From Tuesday, August 30 through Friday, October 7, visitors can see Washington’s champion tree species up close without encroaching on fragile ecosystems at the “Little Champions: Bonsai from the Evergreen State” exhibit. “Champion trees” is a term used to describe large trees of a given species.
“The purpose of bonsai is to observe, interpret and compress the age and size of trees and present them as a representation of nature in miniature,” said Aarin Packard, curator of the Pacific Bonsai Museum, who organized the exhibition. “Art makes them accessible on a human scale and allows people to see their greatness from a vantage point otherwise impossible.”
Five native Washington conifer bonsai trees from the collection of the Pacific Bonsai Museum will also be on display at the Spheres. The five bonsai on display on the fourth floor of the Sky Deck and the third floor of the Seattle Spheres are:
- Western hemlock (Tsuga heterophylla); estimated year of germination from seed 1930; in bonsai training since 1965; originally created by bonsai James and Marsha Nakahara.
- Subalpine fir (Abies lasiocarpa); age, time of formation and original artist unknown.
- Shore pine (Pinus contorta var. contorta), estimated year of seed germination 1740 to 1760; originally created by bonsai artist Jack Sullivan.
- Engelmann spruce (Picea engelmannii); estimated year of seed germination 1890 to 1900; in bonsai training since 1978; originally created by bonsai artist Ron Yasenchak.
- Sitka spruce (Picea sitchensis), estimated year of germination from seed 1955; in bonsai training since 1964; originally created by bonsai artist George Schenk.
In addition to bonsai trees, several small kusamono (commonly translated from Japanese as “bad thing”) ferns and grasses representing the understory of a particular champion’s environment will be on display.
Kusamono is an allied art of bonsai where various small plants are displayed as if they have been picked up in their natural assemblages and planted in a shallow ceramic container, according to the Pacific Bonsai Museum.
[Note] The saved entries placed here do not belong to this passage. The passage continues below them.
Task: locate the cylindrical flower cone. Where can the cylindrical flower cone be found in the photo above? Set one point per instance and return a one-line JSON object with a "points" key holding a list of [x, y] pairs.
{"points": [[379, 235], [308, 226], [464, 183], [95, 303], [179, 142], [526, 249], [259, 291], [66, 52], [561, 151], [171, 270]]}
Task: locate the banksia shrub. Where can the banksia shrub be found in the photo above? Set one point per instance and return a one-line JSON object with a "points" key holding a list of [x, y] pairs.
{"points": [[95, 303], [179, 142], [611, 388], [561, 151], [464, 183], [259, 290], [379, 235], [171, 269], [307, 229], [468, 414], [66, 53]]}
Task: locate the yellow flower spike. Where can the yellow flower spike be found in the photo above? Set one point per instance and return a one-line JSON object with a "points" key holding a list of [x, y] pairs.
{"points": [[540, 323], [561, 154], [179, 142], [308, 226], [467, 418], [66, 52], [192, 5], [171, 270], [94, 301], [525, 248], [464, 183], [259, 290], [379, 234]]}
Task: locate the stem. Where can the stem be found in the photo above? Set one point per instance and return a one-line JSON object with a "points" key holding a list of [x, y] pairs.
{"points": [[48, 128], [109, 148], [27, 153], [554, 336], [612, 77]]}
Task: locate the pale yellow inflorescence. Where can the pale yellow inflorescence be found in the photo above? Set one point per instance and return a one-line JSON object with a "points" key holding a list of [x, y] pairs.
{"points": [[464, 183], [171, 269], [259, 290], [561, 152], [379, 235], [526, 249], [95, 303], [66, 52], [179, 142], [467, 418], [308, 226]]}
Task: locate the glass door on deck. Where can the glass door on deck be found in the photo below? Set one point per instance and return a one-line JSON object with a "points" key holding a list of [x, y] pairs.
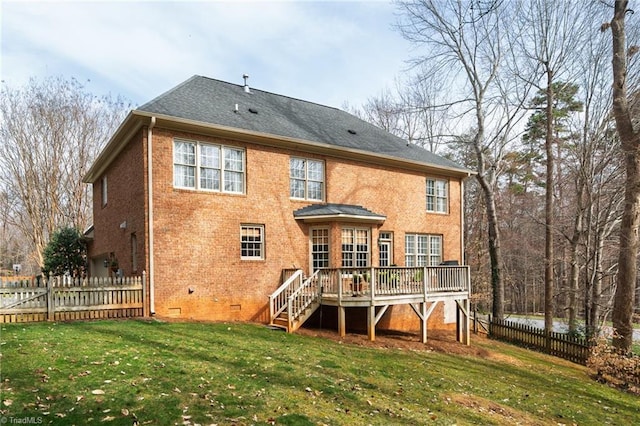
{"points": [[386, 247]]}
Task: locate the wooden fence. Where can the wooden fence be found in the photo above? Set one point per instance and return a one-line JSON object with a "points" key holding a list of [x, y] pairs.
{"points": [[66, 298], [562, 345]]}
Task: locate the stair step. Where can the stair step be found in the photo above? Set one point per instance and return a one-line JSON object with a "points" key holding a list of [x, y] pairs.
{"points": [[277, 327]]}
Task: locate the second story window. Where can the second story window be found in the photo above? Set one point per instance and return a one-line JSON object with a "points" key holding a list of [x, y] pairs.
{"points": [[437, 195], [208, 167], [104, 190], [306, 179], [422, 250]]}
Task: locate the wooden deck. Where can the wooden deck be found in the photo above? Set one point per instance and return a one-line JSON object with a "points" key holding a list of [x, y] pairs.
{"points": [[376, 289]]}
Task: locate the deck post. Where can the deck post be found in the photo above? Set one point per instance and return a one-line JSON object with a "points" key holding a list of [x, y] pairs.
{"points": [[423, 321], [371, 322], [462, 321], [50, 300]]}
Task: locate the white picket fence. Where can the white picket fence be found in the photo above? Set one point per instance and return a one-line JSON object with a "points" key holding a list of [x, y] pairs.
{"points": [[66, 298]]}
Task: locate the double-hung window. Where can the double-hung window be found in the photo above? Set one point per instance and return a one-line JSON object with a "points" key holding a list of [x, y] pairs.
{"points": [[252, 242], [437, 195], [355, 248], [306, 179], [422, 250], [103, 190], [208, 167], [319, 248]]}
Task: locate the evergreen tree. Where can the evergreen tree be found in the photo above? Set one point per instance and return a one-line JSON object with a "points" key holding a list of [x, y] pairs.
{"points": [[66, 253]]}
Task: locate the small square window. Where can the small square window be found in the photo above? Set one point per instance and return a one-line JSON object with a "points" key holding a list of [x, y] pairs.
{"points": [[437, 195]]}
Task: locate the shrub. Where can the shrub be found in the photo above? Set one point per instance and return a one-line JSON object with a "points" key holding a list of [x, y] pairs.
{"points": [[66, 253], [620, 370]]}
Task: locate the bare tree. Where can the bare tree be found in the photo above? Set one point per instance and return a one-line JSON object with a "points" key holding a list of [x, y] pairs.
{"points": [[465, 45], [50, 132], [630, 140]]}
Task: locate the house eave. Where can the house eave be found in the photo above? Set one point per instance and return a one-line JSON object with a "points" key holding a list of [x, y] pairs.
{"points": [[194, 126], [342, 218], [131, 124]]}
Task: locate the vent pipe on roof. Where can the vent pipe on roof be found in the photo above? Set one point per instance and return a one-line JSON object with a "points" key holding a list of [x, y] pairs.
{"points": [[246, 85]]}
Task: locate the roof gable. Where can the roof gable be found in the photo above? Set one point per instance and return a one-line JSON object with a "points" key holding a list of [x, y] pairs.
{"points": [[216, 102]]}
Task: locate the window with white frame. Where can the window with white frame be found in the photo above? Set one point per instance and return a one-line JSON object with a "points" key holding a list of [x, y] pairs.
{"points": [[103, 191], [306, 179], [355, 248], [437, 195], [208, 167], [252, 242], [422, 250], [319, 248]]}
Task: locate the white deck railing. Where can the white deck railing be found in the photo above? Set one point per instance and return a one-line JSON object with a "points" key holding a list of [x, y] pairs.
{"points": [[394, 281]]}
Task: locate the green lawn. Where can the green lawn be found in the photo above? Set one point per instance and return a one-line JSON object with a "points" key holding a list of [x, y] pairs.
{"points": [[110, 372]]}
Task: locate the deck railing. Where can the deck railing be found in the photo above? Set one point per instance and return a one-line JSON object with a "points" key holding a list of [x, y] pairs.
{"points": [[394, 280], [302, 298], [279, 300]]}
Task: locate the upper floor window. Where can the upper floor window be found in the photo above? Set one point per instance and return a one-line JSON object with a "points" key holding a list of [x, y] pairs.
{"points": [[306, 179], [422, 250], [208, 167], [252, 242], [437, 195], [103, 190]]}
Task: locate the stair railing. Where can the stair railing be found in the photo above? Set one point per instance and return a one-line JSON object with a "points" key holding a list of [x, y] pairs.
{"points": [[307, 294], [278, 300]]}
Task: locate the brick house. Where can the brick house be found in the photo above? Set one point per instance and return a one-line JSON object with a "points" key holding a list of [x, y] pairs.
{"points": [[221, 193]]}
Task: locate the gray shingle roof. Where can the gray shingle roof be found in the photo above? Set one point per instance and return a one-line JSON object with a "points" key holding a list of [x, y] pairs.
{"points": [[213, 102], [333, 209]]}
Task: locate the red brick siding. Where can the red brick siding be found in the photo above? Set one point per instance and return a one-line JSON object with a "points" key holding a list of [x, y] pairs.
{"points": [[199, 273], [125, 203], [198, 270]]}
Shown together, bonsai and kusamono “suggest a distillation of a larger landscape in miniature.”
By bringing this exhibit to Amazon employees, their families and guests, and general visitors on public Saturdays, the Pacific Bonsai Museum aims to inspire appreciation for ancient but fragile champions, young and old, and their supporting ecosystems.
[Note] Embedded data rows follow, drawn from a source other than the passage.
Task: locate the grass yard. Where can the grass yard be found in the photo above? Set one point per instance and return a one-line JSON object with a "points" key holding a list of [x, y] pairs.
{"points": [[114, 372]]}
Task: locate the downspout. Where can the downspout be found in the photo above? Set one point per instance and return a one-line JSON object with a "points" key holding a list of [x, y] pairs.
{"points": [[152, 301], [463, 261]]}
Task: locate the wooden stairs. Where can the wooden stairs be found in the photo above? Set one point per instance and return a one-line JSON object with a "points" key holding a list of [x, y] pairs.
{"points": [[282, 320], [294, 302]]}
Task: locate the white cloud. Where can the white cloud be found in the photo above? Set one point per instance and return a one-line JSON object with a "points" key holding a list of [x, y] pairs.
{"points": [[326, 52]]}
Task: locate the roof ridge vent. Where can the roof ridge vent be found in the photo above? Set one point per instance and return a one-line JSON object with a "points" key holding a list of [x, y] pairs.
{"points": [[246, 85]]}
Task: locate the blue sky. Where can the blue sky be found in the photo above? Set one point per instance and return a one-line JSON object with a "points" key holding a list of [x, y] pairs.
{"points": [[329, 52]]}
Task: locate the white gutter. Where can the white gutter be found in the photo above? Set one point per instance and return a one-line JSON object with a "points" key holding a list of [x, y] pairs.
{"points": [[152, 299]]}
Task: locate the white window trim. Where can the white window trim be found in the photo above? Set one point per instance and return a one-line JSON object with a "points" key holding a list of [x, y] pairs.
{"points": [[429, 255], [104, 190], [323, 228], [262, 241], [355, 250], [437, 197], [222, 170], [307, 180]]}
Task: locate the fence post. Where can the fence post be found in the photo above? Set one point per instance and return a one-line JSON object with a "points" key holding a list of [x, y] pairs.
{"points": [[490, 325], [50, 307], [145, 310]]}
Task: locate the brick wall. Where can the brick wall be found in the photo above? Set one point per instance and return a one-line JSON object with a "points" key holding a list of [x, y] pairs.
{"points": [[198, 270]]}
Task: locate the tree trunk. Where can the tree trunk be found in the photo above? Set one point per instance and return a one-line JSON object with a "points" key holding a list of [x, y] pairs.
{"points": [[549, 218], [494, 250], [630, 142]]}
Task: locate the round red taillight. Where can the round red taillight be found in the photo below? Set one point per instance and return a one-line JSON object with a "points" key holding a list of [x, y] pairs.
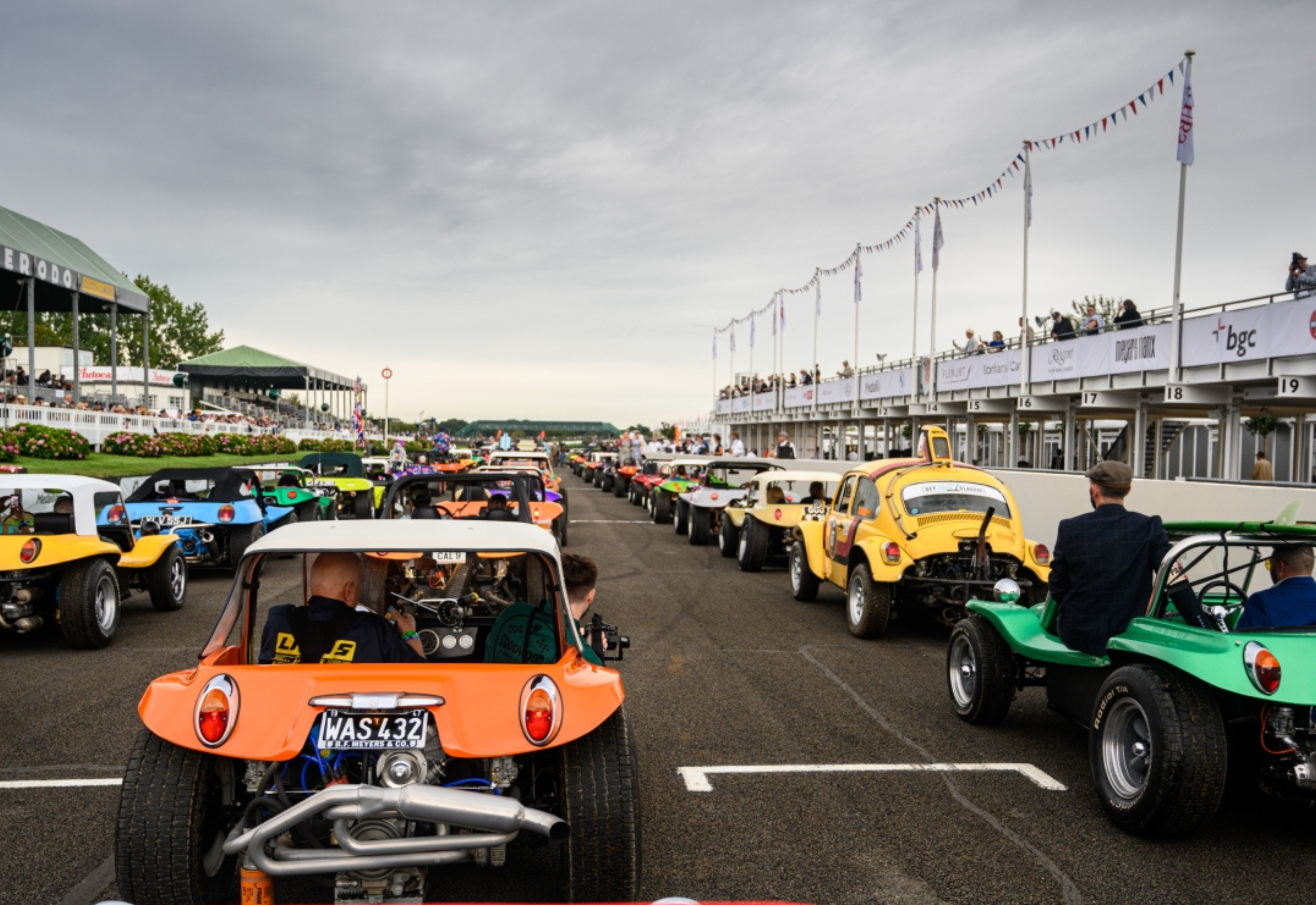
{"points": [[1263, 667], [216, 711], [541, 711]]}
Pacific Bonsai Museum volunteer guides will attend public Saturdays to answer questions, share ideas and spark conversations about little champions.
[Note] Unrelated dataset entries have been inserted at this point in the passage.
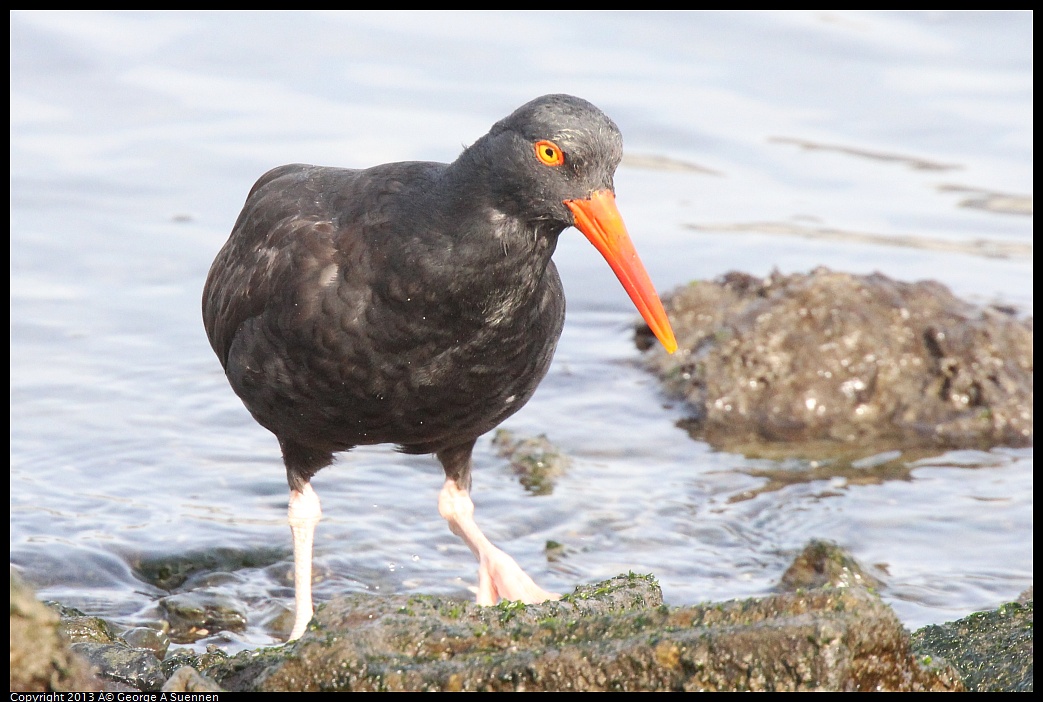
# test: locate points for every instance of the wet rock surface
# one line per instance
(991, 651)
(824, 629)
(849, 360)
(537, 462)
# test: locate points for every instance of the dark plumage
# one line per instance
(414, 304)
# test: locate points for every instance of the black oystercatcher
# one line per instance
(415, 304)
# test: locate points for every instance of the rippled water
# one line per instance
(892, 142)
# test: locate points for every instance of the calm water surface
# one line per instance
(754, 141)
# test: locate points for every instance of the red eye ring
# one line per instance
(549, 152)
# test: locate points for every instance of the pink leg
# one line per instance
(499, 576)
(304, 515)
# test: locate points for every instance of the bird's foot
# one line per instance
(501, 578)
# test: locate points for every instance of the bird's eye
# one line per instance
(549, 153)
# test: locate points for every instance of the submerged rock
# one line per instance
(41, 660)
(614, 635)
(537, 462)
(846, 359)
Little Champions is the Pacific Bonsai Museum’s second temporary exhibit housed in the Seattle Spheres. Four bonsai trees were displayed on the upper level of the structure from February 3 to March 17, 2019. The Pacific Bonsai Museum was the first outside organization invited to host a temporary exhibit in the Spheres, according to the museum.
“We appreciate the quality and botanical diversity of the Pacific Bonsai Museum collection and wanted to help support their mission of connecting people to nature by giving them the opportunity to display pieces from their collection in front of new audiences,” said Justin Schroeder, Amazon’s Spheres real. domain and facilities manager. “It is also valuable for our employees to introduce dynamism into the collection and give them the opportunity to experience bonsai in this unique setting.”
Each plant inside the spheres has been chosen from the Amazon Plant Collection and is maintained by members of Amazon Horticulture. The Spheres are open weekdays from 9 a.m. to 5:30 p.m., accessible to all Amazon employees and up to six guests. Amazon’s Seattle Spheres are located at 2111 7th Ave. in Seattle.
The public is invited to visit every first and third Saturday of the month from 10 a.m. to 5.30 p.m. with reservation confirmation. To book tickets, visit seattlespheres.com.